Je voulais qu’on sorte avec cette sensation de brièveté, d’interruption, de brisure.
C’est un livre sur la mémoire et l’identité. Pourquoi aimez-vous particulièrement écrire sur ces thèmes ?
Je n’ai pas étudié ni même disserté beaucoup sur la calligraphie d’AC ou son écriture. En revanche, les questions de la mémoire, du souvenir, sont au cœur du projet. La question de la destinée aussi, plus que celle, à mon sens de l’identité.
J’ai voulu me souvenir d’André Chaix, et comprendre ce qui l’avait constitué, ce qui faisait qu’on pouvait, pour des idées, pour la liberté, prendre le risque de mourir à vingt ans.
Je ne suis pas l’ami d’André Chaix, et aurais-je d’ailleurs su l’être, moi que presque rien ne relie à lui ? Juste un nom sur le mur.
Chaix était un résistant, un maquisard, un jeune homme à la vie brève comme il y en eut beaucoup.
Je ne savais rien de lui. J’ai posé des questions, j’ai recueilli des fragments d’une mémoire collective, j’ai un peu appris qui il était. Dans cette enquête, beaucoup m’a été donné par chance, presque par miracle, et j’ai vite su que j’aimerais raconter André Chaix. Sans doute, toutes les vies sont romanesques. Certaines plus que d’autres.
Quatre-vingts années ont passé depuis sa mort. Mais à regarder le monde tel qu’il va, je ne doute pas qu’il faille toujours parler de l’Occupation, de la collaboration et du fascisme, du rejet de l’autre jusqu’à sa destruction. Ce livre donne la parole aux idéaux pour lesquels il est mort et questionne notre nature profonde, ce désir d’appartenir à plus grand que nous, qui conduit au meilleur et au pire.
Nous vous découvrons sur un nouveau registre. Est-ce là, une volonté de l’oulipien de mettre l’écriture sous cloche afin de mieux en faire surgir la création ?

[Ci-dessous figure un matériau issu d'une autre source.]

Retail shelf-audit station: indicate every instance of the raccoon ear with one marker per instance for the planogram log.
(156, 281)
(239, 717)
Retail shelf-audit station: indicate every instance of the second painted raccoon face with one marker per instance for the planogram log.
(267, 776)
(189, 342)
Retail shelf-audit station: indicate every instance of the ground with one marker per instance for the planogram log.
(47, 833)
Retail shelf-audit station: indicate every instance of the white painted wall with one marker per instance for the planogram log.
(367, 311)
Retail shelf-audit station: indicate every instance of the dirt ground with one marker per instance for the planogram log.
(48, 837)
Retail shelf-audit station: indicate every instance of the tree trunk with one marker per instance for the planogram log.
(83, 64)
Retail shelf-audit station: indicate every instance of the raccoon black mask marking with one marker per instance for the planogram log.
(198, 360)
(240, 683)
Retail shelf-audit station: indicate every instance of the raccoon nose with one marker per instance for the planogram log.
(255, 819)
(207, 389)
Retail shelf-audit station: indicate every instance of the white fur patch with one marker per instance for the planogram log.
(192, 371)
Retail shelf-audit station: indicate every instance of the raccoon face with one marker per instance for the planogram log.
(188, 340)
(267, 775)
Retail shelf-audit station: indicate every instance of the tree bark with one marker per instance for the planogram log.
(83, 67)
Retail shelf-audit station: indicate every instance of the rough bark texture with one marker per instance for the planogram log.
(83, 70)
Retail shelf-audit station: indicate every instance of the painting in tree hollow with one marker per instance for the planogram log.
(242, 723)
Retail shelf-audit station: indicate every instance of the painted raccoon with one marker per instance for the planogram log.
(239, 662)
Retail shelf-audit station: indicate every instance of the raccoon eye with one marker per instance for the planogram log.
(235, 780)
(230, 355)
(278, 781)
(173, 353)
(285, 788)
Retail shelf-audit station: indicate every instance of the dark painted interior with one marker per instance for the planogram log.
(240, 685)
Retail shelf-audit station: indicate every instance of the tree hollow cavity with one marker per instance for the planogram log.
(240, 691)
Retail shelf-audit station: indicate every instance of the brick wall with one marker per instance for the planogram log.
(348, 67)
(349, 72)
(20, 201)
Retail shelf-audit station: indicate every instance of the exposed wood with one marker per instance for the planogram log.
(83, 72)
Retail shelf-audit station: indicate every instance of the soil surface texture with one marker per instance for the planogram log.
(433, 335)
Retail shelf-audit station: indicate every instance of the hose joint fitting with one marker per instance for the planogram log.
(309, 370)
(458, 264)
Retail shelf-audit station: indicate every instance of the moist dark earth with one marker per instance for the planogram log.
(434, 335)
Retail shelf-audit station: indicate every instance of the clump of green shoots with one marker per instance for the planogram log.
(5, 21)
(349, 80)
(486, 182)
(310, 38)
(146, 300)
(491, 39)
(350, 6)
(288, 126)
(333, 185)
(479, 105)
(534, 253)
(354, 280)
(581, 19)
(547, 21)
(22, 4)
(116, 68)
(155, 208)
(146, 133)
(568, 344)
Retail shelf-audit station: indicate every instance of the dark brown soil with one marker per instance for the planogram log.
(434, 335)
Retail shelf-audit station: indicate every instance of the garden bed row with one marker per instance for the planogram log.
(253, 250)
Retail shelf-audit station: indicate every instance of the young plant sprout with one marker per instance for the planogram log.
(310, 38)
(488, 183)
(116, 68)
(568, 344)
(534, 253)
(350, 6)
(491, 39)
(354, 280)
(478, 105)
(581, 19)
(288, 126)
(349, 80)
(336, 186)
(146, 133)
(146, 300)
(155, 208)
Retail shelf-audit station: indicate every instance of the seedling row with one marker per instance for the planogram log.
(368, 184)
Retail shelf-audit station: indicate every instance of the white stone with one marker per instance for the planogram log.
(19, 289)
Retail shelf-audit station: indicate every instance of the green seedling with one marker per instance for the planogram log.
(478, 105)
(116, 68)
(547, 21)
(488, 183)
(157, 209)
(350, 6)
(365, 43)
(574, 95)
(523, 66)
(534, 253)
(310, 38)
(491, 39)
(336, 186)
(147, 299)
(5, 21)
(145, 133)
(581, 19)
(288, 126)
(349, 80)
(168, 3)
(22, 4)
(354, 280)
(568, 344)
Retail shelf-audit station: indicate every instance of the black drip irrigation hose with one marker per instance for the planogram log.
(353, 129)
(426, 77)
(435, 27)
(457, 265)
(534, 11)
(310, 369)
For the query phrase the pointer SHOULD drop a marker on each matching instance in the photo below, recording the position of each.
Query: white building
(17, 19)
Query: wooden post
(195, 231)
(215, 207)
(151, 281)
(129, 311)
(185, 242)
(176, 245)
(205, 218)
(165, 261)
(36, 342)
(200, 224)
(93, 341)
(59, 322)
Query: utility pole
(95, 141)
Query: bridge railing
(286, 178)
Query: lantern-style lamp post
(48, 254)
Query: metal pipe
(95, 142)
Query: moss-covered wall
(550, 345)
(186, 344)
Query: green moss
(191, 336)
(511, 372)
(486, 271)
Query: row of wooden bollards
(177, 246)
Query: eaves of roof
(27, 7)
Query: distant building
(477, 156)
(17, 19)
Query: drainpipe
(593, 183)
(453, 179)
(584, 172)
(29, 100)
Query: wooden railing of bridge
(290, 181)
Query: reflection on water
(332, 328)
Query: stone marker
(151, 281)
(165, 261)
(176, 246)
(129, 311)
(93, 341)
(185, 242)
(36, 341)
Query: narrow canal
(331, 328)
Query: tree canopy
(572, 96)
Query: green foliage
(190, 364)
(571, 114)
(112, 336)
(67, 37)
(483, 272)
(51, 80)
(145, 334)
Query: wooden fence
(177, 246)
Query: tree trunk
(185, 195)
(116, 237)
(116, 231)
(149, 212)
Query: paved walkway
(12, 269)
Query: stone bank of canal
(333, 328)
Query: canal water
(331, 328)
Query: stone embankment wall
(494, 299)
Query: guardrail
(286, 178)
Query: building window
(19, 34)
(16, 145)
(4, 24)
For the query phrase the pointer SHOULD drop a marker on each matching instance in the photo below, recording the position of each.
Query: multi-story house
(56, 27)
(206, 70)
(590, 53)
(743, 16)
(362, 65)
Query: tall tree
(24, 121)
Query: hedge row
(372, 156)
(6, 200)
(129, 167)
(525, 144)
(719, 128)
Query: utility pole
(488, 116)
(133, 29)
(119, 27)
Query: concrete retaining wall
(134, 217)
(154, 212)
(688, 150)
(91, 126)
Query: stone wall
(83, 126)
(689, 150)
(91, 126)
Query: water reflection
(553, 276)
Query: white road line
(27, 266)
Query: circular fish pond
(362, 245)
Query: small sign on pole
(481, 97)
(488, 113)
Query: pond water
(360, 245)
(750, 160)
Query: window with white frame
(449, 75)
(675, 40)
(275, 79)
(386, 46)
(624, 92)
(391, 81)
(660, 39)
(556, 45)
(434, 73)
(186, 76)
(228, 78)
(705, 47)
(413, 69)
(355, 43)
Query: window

Ce livre n’est pas oulipien, il n’obéit à aucun cahier des charges. J’ai seulement suivi les documents, images, photographies, extraits de livres et pages manuscrites, et ce qu’elles me racontaient. J’ai aussi réorganisé dans un ordre précis ces documents, pour obéir à une narration à la fois discursive et logique.
Quels auteurs vous inspirent ?
Pour le Nom sur le mur, j’ai évidemment pensé à Dora Bruder, de Modiano, et aux livres cités au cours du texte, de Aurais-je été résistant ou bourreau de Pierre Bayard à des ouvrages d’historiens.
L’actualité d’Hervé Le Tellier :
Je publie chez l’Arbalète, une collection de Gallimard, Les Contes liquides de Jaime Montestrela, un recueil de contes, très brefs, à la fois absurdes et – j’espère – drôles, illustrés par Killoffer.
Hervé Le Tellier, Le nom sur le mur, Gallimard, 176 pages, 19.80 €.